Get Best Tax Saving Plans for Your Portfolio

Are you looking for any Tax savings funds? Do you wish to generate regular returns without being taxed much? All funds in which you invest are not suggested as Tax savings funds. Tax savings funds are those that fall under section 80C of the Income Tax Act 1961. 
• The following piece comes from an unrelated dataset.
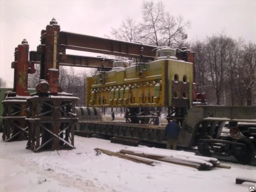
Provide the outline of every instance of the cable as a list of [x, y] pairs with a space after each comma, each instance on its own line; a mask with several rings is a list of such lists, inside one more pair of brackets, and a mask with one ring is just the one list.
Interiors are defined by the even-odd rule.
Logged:
[[19, 13], [19, 14], [20, 14], [21, 15], [25, 17], [26, 17], [27, 19], [29, 19], [29, 20], [32, 20], [32, 21], [35, 23], [36, 23], [38, 24], [38, 25], [39, 25], [41, 26], [44, 26], [43, 25], [41, 25], [40, 23], [38, 23], [36, 21], [35, 21], [35, 20], [33, 20], [32, 19], [30, 19], [30, 18], [27, 17], [27, 16], [26, 16], [26, 15], [23, 15], [22, 13], [20, 13], [20, 12], [19, 12], [18, 11], [17, 11], [15, 9], [14, 9], [11, 7], [10, 6], [8, 6], [8, 5], [6, 5], [6, 4], [5, 4], [4, 3], [3, 3], [2, 1], [0, 1], [0, 3], [3, 3], [3, 4], [4, 4], [4, 5], [5, 5], [6, 6], [9, 7], [9, 8], [11, 9], [12, 9], [13, 10], [15, 11], [16, 12], [17, 12], [17, 13]]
These funds can be said as Tax savings funds and the fund that helps you to generate these high returns with tax-saving features is the ELSS Tax savings fund. In this blog, we will help you understand what ELSS Mutual fund is, which is the best ELSS mutual fund, who should invest in these tax saving funds and many such questions related to ELSS mutual funds can be solved here. Read this blog and invest in the best Tax savings funds. 

What is an ELSS Mutual Fund?

This scheme allows you to invest in diversification. Equity-linked mutual funds provide the benefits of equity instruments with a tax deduction under section 80C of the Income Tax Act 1961. ELSS mutual funds not only have the potential to provide high returns but also a 3-year lock-in period. This Tax savings fund is considered the best tax savings fund. 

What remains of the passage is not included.